17.724 Beiträge, Schlüsselwörter: Mord, Kino, Gefängnis, Messer, Karten, Sohn, Doppelmord, Unschuldig, Richter, Schuldig, 1985 + 24 weitere
Zu diesem Thema gibt es eine von Diskussionsteilnehmern erstellte Zusammenfassung im Themen-Wiki.
Themen-Wiki: Der Fall Jens Söring

Der Fall Jens Söring

22.06.2015 um 20:42
@Gristar
Es ist schon ein Unterschied ob man einmal oder fünfmal gesteht. Lügt man, gibt es doch gravierende Abweichungen und es ist feststellbar. Eine erfundene Geschichte kann man nicht so präzise wiedergeben wie eine die man selber erlebt hat.

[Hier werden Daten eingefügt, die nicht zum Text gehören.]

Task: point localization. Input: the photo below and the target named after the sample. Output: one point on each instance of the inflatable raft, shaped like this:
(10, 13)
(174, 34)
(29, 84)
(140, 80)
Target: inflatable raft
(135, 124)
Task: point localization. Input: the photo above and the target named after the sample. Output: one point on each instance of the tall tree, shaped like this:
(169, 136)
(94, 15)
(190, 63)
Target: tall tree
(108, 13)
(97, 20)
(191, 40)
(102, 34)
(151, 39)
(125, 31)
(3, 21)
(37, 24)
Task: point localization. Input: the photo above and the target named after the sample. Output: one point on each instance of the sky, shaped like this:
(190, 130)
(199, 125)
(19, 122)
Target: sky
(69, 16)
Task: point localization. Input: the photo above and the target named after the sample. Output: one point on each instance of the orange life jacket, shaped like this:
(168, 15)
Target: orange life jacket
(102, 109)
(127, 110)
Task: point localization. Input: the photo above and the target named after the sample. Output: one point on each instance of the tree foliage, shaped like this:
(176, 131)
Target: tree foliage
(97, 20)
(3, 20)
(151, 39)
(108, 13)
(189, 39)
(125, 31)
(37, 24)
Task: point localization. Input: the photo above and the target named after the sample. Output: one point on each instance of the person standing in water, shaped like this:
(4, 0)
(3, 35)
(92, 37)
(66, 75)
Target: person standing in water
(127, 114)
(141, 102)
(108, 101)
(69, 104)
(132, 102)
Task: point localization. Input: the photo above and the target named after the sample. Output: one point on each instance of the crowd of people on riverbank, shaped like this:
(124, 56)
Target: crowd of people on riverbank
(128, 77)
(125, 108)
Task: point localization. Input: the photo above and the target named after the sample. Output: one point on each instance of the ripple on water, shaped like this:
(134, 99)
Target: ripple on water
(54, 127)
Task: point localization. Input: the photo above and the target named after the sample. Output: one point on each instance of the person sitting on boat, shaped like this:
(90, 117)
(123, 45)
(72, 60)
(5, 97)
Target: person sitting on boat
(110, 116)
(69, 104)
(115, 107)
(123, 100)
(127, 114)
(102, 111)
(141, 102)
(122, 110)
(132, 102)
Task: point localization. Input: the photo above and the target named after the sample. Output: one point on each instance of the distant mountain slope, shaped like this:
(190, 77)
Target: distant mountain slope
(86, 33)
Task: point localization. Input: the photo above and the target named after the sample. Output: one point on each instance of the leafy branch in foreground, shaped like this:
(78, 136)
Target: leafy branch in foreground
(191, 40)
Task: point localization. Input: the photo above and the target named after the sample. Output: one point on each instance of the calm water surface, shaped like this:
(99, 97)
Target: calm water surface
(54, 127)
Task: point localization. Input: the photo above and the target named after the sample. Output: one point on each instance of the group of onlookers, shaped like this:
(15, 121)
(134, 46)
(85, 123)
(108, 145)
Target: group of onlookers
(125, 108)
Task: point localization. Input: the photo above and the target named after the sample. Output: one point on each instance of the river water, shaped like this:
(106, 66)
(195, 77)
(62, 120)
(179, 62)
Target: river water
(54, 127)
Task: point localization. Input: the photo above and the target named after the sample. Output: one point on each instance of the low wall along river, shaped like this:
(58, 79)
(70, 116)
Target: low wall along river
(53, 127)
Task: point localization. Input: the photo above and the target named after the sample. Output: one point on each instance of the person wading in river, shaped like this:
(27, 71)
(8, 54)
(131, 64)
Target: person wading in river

Ohne Sachverständiger zu sein, passen die Fußabdrücke von JS sehr genau über den gefundenen Sockenabdruck im Haus. Der von EH ist kleiner. Hier in dem Thread gibt es ein Vergleichbild von dem Fußabdruck von JS, EH und dem gefundenen Sockenabdruck.

Außerdem war dieser auch Thema in einem Autopsie-Beitrag. Da kann man sehr gut erkennen, wie genau JS Fußabdruck über den gefunden Sockenabdruck passt. Ich glaube nicht, dass tatsächlich der komplette Sockenabdruck, die Zehenstellung, bei einem anderen Fußabdruck genauso perfekt übereinander passen würde wir der von JS. Kannst du dir anschauen, der Filmbeitrag ist hier im Thread eingestellt. Dieser Sockenabdruck war weder verwischst noch unvollständig o. ä.. Das ist der einzige Grund, warum Sockenabdrücke nicht aussagekräftig sind.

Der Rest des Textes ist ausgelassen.